I Teletextile sono, nelle parole della fondatrice Pamela Martinez, un baule pieno zeppo di tutte quelle cose che le mere parole non sanno descrivere. Effettivamente l’immaginario cui si rifanno i Teletextile è simile a quello delle CocoRosie o di Leslie Feist: un universo parallelo abitato da strani esserini sopra i quali sprazzi di arcobaleno colorano un cielo indaco. “Glass”, secondo album dopo l’immaturo “Care Package”, risente di queste visioni nonsense ma musicalmente attinge a piene mani da svariati ambiti della scena musicale mondiale: dal soul di Etta James (scomparsa pochi giorni or sono) alla poesia di George Harrison, dal crudo realismo di PJ Harvey allo sperimentalismo di Björk, dalla flemma dei Radiohead ai suoni della sconfinata campagna texana. Assieme a Tim Cronin, Alex Topornycky e Allan Mednard, la Martinez ha confezionato un prodotto molto curato – arrivando persino al math rock – che riesce a suonare incredibilmente analogico nonostante l’apporto pervasivo dell’elettronica.

Il lato sfacciatamente indie di questa band suona bene fin dal breve intro “The Moment” per poi assestarsi sullo xilofono di “I Don’t Know How To Act Here”, in cui la voce della Martinez fa venire alla mente la migliore Elisa; “What If I” sembra un cucù sgangherato, addolcito da melodiosi giochi vocali alla Kate Bush e dall’intramontabile morbidezza dell’arpa. Un brano molto pacato e introspettivo è anche “The Lark”, ritratto di un bosco stregato in cui vive un’allodola, sola e serena. Con “Gesso” arriva l’episodio prettamente barocco, dall’orchestrazione per archi all’uso del beat. Di nuovo musica frizzante con “Heartquake” che, nei passaggi ritmici, ricorda la razionale follia degli Architecture In Helsinki e l’oscura licantropia di Bat For Lashes.

AMPM Two” è il brano più ricercato dal punto di vista vocale nel quale la cantante dei Teletextile è costretta a seguire il veloce portamento del pianoforte, aiutata qui e là da un banjo o da una fisarmonica. La cadenza blues di Etta James risplende poi in “John”, di certo la migliore canzone dell’intero lavoro, grazie alla perfetta commistione di batterie, chitarre, effetti vocali e percussioni, quasi fosse il castello fortificato di un regno dal quale è impossibile fuggire. Non c’è una direzione fissa, stabile, concreta, nemmeno nella successiva “What If You”, brano largamente dedicato alla sapiente strumentazione della band.

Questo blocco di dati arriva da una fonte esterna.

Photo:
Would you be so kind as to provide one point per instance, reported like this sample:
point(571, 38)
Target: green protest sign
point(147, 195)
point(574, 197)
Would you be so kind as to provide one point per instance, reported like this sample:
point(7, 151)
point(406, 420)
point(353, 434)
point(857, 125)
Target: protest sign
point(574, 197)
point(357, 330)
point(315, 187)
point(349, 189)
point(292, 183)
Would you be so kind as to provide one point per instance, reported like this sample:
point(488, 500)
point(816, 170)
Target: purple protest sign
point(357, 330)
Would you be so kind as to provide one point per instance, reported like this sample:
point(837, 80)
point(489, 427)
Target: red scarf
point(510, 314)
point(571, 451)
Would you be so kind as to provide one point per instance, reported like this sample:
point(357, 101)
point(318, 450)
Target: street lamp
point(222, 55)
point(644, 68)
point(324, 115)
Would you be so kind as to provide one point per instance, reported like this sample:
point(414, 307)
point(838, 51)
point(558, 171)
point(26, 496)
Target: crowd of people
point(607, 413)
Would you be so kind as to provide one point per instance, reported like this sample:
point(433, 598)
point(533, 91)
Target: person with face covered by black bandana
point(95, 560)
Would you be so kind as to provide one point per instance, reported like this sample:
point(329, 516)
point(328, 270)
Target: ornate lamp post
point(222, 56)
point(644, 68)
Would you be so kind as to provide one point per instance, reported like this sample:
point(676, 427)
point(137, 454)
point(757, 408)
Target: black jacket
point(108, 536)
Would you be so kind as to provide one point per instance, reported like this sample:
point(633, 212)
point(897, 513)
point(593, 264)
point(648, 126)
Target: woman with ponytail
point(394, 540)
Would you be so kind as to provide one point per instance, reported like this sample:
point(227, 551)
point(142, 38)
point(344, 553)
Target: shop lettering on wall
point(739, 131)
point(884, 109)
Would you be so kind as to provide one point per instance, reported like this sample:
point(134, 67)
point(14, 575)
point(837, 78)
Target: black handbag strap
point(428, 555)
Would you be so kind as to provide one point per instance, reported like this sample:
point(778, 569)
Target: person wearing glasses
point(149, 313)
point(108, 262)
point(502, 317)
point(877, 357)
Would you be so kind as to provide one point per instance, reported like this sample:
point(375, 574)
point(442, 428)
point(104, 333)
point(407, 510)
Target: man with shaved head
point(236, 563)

In fondo al disco troviamo due tracce legate fra loro da un’indissolubile vena di lirismo; “Safer One”, metafora dell’intero “Glass”, pare un rinunciatario addio alle cose di questo mondo, un lento ed inesorabile morire, una melanconica presa di coscienza su quanto effimera sia l’esistenza. “Safer Two” è, al contrario, l’adirata presa di posizione su quanto si possa ancora migliorare per rendere meno transitorio il passaggio di ognuno su questo mondo. Ancor più in fondo di “Glass” c’è una sorprendente ghost track consistente in dieci minuti di musica da tappezzeria, quasi fosse la versione sonora di “4.33” di John Cage: rumori d’ambiente, passi, scricchiolii, discorsi frammentari, cinguettii, echi e riverberi, odori, colori, sapori, trasmissioni radiofoniche in AM.

Glass” è un disco ambizioso ma non sono sicuro che i Teletextile riusciranno a lacerare la pesante cortina che ci preclude l’irrealtà, come invece fece con successo Lucio Fontana. Qui si intende solo raccontare il mondo rarefatto dei sogni e delle speranze, ma “Glass” cerca, senza tuttavia trovarla, una risposta all’annosa domanda dell’uomo: chi siamo?